Gilder is not the only one to equate capitalism with Christian ideals and apply theological concepts to businesses, industry and the free market. An early example is found in The Man That Nobody Knows, written by advertising executive Bruce Barton and published in 1925. Barton depicted Jesus as the “founder of modern business.” More recently, Laurie Beth Jones, author of Jesus CEO, a book first published in the mid-1990s during an economic boom, applied what she called Jesus’s divine leadership style to corporate management in an effort to turn the tide of leadership problems she identified in U.S. corporations.
Among those problems she sought to address, she aimed to help “homeless” employees within the corporation find ways for their own leadership and intelligence to be “tapped” and “utilized” for the common corporate good. Jones observed that Jesus was a master at working with his “board” of twelve disciples. Jesus exemplified—incarnated—the true model for contemporary corporate motivational leadership.
Kenneth Lay, former CEO of Enron, made some equally noteworthy comparisons between Christianity and capitalism when he compared his understanding of the free market with freedom known in God and found in Christ. Lay confessed, “I believe in God and I believe in free markets. Certainly Jesus attempted to take care for the people around him, attempted to make their lives better, [but] he was also a freedom lover. The freer the country in terms of its market and political system, the higher the standard of living.” Steven Forbes attributed salvific force to the market in the wake of the Great Recession of 2008 as he claimed, “Free market capitalism will save us—if we let it.”

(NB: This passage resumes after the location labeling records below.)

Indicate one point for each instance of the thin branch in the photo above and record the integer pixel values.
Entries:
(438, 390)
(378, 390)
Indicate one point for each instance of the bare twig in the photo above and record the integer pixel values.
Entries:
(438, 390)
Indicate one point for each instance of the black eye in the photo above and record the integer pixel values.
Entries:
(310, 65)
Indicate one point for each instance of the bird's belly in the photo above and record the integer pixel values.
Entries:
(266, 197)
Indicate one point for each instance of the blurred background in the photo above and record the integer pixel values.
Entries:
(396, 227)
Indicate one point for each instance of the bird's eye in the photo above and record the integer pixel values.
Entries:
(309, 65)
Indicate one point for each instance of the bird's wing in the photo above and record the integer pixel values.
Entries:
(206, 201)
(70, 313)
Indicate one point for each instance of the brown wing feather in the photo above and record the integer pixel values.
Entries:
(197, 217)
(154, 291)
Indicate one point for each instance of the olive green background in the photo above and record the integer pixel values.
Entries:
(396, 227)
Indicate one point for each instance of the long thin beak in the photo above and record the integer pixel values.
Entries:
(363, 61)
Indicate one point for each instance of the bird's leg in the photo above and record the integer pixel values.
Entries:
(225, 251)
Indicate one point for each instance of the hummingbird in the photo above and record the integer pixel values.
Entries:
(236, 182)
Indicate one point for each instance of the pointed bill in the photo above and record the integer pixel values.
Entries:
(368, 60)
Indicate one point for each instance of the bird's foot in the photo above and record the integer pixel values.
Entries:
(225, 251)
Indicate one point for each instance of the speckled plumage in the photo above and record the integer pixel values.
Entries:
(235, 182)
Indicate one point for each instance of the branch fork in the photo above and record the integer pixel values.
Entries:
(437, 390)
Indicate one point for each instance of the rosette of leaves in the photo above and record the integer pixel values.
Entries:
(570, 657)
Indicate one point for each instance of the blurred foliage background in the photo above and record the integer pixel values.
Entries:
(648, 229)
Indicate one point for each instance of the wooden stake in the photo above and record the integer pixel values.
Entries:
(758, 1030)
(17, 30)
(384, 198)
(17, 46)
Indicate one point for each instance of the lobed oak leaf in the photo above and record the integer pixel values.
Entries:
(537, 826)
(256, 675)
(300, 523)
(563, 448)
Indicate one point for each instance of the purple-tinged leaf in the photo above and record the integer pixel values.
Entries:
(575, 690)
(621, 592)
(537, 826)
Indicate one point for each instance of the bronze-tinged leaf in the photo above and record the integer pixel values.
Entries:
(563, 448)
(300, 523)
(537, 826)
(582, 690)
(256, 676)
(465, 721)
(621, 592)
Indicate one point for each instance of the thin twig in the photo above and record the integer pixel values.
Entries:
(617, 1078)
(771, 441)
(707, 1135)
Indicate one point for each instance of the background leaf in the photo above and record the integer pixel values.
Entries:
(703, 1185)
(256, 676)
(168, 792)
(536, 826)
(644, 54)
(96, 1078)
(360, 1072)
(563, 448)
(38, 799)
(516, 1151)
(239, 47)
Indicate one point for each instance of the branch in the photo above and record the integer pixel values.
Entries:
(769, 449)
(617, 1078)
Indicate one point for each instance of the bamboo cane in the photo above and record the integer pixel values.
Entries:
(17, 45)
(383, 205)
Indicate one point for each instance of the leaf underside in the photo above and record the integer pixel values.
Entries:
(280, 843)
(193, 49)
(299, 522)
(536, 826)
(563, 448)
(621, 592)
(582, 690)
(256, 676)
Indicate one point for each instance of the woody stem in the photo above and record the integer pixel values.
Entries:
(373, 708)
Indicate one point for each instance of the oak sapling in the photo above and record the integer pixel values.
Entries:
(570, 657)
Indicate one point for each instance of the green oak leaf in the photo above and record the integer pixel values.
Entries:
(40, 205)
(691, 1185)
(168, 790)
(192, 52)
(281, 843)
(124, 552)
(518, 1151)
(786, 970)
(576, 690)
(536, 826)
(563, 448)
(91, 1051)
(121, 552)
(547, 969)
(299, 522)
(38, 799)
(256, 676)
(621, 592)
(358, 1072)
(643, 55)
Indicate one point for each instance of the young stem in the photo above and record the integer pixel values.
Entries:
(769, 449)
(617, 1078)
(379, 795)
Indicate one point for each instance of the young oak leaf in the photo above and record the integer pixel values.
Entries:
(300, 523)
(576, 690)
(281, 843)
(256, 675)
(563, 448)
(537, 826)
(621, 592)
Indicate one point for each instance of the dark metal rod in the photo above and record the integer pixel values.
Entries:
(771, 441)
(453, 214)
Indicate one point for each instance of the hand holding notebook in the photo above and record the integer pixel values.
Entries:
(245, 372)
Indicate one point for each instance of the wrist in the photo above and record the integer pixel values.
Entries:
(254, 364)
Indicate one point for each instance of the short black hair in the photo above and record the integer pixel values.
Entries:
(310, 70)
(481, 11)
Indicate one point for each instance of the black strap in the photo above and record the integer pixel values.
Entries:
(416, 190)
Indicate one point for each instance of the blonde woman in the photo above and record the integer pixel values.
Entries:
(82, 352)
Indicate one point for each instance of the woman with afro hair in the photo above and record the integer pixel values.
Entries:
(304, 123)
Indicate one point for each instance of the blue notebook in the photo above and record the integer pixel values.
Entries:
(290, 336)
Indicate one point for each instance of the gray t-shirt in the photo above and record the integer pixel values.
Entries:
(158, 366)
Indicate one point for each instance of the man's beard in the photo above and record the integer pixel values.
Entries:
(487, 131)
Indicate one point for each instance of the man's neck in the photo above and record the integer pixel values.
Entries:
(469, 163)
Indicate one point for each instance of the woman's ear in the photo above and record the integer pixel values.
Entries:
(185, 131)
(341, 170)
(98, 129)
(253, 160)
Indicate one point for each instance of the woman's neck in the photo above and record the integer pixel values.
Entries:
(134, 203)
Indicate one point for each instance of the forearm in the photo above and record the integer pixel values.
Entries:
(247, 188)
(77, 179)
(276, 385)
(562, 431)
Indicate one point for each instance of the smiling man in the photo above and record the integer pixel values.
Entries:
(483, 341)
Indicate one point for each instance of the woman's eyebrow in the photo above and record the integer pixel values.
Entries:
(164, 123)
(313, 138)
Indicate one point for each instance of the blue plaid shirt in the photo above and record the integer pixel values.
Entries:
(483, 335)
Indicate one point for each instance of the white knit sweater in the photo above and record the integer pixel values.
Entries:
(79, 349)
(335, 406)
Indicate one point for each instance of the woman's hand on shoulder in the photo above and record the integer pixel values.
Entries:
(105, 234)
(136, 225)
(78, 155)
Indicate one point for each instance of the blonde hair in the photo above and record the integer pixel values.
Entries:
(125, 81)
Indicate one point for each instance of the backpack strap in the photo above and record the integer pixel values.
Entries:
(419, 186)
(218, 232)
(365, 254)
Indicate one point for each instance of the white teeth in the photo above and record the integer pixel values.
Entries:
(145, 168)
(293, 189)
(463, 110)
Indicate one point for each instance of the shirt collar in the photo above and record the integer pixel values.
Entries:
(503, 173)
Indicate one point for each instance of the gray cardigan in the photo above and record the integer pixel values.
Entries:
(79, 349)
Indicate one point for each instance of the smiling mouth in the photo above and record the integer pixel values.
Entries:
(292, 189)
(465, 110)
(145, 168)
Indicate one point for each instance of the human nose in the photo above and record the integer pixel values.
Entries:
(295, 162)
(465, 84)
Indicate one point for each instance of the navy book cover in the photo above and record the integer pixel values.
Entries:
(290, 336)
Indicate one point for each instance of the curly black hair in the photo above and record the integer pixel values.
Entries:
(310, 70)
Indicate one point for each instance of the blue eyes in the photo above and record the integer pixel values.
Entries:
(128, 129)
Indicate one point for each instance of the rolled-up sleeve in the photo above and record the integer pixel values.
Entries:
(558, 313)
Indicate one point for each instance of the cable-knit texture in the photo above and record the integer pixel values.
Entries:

Neoliberalism becomes in this worldview not only a vision for the nation’s economy, corporations, organizations and institutions, but also an eschatological vision for the new earth. Time is fulfilled through the creation of wealth, unlimited growth and technological progress. Families persistently in poverty or people who are deemed inefficient because of disabilities or caregiving responsibilities are often identified as anomalies with personal moral failings. Sometimes poverty is even associated with moral failure or sin. Robert Rector and Rachel Sheffield, two researchers for the Heritage Foundation, suggest that “among families with children, the collapse of marriage and erosion of the work ethic are the principal long-term causes of poverty.”